A;LDSKJ GOJO WOULD COMMIT TAX FRAUD. lmao salt is a lil mean!! sugar is more fitting <3 sugar is also used for more fun foods, and I feel like it matches him bc of his sweet tooth. but Nanami........ o lawd. definitely the whole spice rack yes. 100% agree. pls I would use him in everything. wait was that a weird thing to say?
ah I totally understand! well, u got this friend. the next time u go out for Mexican food, I’ll be there cheering for u in spirit!!
and yes.... ugh... I don’t think he’s particularly picky, he’ll try anything. he just doesn’t like foods that are excessive, if that makes sense? like what you were saying with the grease. I think he’s more the type to like subtle flavors. an obnoxious meat lover’s pizza from The Hut would be a no go, but he’s down for a, quote, Legit Pizza Place. the kind of Italian restaurant that’s authentic! but let’s admit it, by that point it wouldn’t even technically be “pizza.” authenticity comes with a price :’)
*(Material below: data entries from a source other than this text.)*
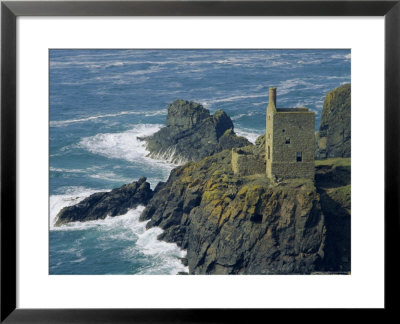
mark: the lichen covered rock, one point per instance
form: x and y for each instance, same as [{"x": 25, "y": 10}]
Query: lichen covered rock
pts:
[{"x": 239, "y": 225}]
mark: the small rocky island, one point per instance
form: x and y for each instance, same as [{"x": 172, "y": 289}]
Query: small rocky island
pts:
[
  {"x": 191, "y": 134},
  {"x": 234, "y": 220}
]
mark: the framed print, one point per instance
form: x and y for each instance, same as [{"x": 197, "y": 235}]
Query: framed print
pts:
[{"x": 144, "y": 141}]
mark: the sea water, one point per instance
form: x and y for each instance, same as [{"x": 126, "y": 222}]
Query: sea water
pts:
[{"x": 102, "y": 100}]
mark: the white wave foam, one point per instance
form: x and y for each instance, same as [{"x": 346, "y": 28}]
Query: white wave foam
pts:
[
  {"x": 128, "y": 228},
  {"x": 248, "y": 133},
  {"x": 72, "y": 195},
  {"x": 127, "y": 146},
  {"x": 170, "y": 156},
  {"x": 209, "y": 102},
  {"x": 84, "y": 119}
]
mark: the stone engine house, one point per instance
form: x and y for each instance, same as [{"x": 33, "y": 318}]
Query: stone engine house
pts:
[{"x": 289, "y": 141}]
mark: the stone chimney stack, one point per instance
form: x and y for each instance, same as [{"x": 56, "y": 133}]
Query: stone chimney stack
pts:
[{"x": 272, "y": 96}]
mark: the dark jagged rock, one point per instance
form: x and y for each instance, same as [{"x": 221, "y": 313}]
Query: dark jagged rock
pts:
[
  {"x": 191, "y": 133},
  {"x": 102, "y": 204},
  {"x": 332, "y": 179},
  {"x": 239, "y": 225},
  {"x": 334, "y": 136}
]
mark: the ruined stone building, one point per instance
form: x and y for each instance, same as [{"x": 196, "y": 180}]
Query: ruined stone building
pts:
[
  {"x": 289, "y": 141},
  {"x": 289, "y": 145}
]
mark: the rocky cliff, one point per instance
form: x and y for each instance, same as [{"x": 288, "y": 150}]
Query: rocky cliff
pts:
[
  {"x": 240, "y": 225},
  {"x": 191, "y": 134},
  {"x": 334, "y": 136}
]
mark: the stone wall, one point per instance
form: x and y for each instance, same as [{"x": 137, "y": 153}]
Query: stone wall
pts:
[
  {"x": 245, "y": 163},
  {"x": 293, "y": 137}
]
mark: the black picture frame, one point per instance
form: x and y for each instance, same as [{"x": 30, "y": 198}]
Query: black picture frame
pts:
[{"x": 11, "y": 10}]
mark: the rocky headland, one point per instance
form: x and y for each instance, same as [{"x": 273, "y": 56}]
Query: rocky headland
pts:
[
  {"x": 191, "y": 134},
  {"x": 230, "y": 223},
  {"x": 333, "y": 138}
]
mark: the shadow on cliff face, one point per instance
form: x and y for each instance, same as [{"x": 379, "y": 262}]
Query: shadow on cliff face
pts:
[{"x": 333, "y": 185}]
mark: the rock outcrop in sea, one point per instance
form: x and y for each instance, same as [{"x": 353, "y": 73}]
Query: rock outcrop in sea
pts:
[
  {"x": 240, "y": 224},
  {"x": 102, "y": 204},
  {"x": 191, "y": 134},
  {"x": 334, "y": 136}
]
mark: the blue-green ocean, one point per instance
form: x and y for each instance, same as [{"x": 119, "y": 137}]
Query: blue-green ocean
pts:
[{"x": 102, "y": 100}]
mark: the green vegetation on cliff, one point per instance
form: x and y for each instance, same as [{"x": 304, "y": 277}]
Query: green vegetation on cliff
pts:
[{"x": 239, "y": 224}]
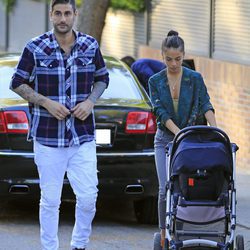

ty friend you’re far too kind 🥺 AND PLS YOU’RE MAKING ME BLUSH OVER MY LAPTOP HHHHHHH. I would love nothing more than to fill the Osamu-shaped hole in his heart once they both go into their separate careers. and god..... don’t encourage him. or me. I would definitely make bets w him. and I would win. but thank you sweet anon, I would do my best to keep him from annoying the shit out of you!! it would be an honor to have you and Osamu comment on our tomfoolery. 👉👈
MY GOD I WAS ABOUT TO KEYBOARD MASH AGAIN. we’re definitely Todo and Yuji.... u like Nanami and so now I’m obligated to imagine a whole life we coulda had together in high school together. even tho I graduated five years ago. and I’m assuming you did some time ago too since you mentioned you’re old...... lordt. anyway! thank you for the congrats!! I would love to discuss more headcanons and such w you over Discord! dm me and I’ll add you so that we can sob over Nanami’s absence in the anime <33
nanamin date anon said: me, rewatching eps 9-13 on replay until the new episode comes out: hahaha i love all the jjk characters equally! nanamin and *looks at smudged writing on hand* the extras
lol i love them all rly, it’s just super refreshing to have an adult like nanami in a shounen
haha yeah, i’m definitely glad i’m not the oldest (bc that’s way too much responsibility for me, idk how they do it) so being player 2 as a younger sibling isn’t too bad, especially since it’s the story that i’m usually more interested in rather than the gameplay itself. i don’t have to worry about remembering which buttons to press in a fight when i can just watch the plot play out lol. (it’s definitely a good game, i just suck at the controls 😅 my brother let me play a bit and i couldn’t get the web swinging down i was struggling so bad aslfjjfsjak) what sort of games are you into? 👀
even if it’s boring to some ppl, watching is a good way to experience the game for yourself as well, esp if it’s a single player game! ofc i do tend to prefer multiplayer games, but it’s not too dissimilar to watching someone play a sport tbh. AND NO KENMA IM PRO-SIDEQUEST LIVE OUT YOUR COMPLETIONIST DREAMS. if we gotta fetch that dude a super rare item to unlock his backstory we MUST do it ok
YEAH! mikorin is also voiced by noya’s va! it’s honestly a shame gsnk didn’t get a second season, it’s so good 😔
me: lol does that mean kuroo’s your tomoda
kenma: ok this date is over
LMFAOOOOO not my fault the popular choices are the ones that get you the good end 😤 and it’s all good, i’m also guilty of replaying to see how the other choices impact the story haha. if there’s no save system tho, i’d make him switch out w me every time we replay bc i’d zone out at all the repeat stuff (bless games that have a skip option 🙏)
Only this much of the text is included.